Specialist Williams- As a former field artilleryman, I understand how hard it is to translate what we do ("blow stuff up") into civilian-speak. First and foremost, have one of your non-military buddies review the resume, or share it with any of us via ACP. We're happy to help with the translation. But in general, and most importantly, you need to remember that even though a skill doesn't seem relevant to civilians, it really can be. For example, in artillery an E4 might be the Number Two man on a howitzer. He preps and fuzes the rounds prior to firing. Not very applicable to, say, Microsoft. But on a resume he can say that he "ensured specific technical requirements were set and performed quality and control checks prior to execution." Or, "critical member of the team responsible for the first phase of the service line, upon which mission success was reliant." It may sound flowery, but everything we did in the army can translate in some way. Just need to get out of the mindset of how it served the army, and into how it could serve the civilian world. Think about what is important to companies- teamwork, quality, on-time delivery, leadership, project management, organization, tech enablement, etc. If you focus your resume bullets in those terms, and fit your skills into them, you should have no problem. Good luck, and if there is a way to connect privately, I'm happy to help further!

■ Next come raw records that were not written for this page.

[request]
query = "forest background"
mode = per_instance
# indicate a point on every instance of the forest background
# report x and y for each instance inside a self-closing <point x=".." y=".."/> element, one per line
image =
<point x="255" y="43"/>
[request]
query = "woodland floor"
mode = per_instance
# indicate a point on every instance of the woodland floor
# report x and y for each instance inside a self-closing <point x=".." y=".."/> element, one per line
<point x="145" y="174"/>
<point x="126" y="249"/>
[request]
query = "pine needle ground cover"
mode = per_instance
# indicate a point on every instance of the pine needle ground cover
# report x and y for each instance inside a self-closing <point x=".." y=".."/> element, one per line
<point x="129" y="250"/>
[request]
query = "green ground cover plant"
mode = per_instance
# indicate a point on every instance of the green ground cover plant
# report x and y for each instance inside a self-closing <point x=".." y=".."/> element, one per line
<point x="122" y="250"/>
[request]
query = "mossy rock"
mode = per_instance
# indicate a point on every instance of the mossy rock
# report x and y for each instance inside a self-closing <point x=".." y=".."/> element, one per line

Always willing to help with this -- plus information that I've directed to veterans' issues on 212-careers.com. Could definitely start by reviewing your resume for you. Please send a copy to me.
Specialist Williams -
Of course it would help to answer your question if you would have described your skill set. My advice would be to search the Internet, describing these skills in detail. On paper, focus on how these skills could solve business problems and help companies achieve their objectives.
Sorry I couldn’t be more helpful. Good luck.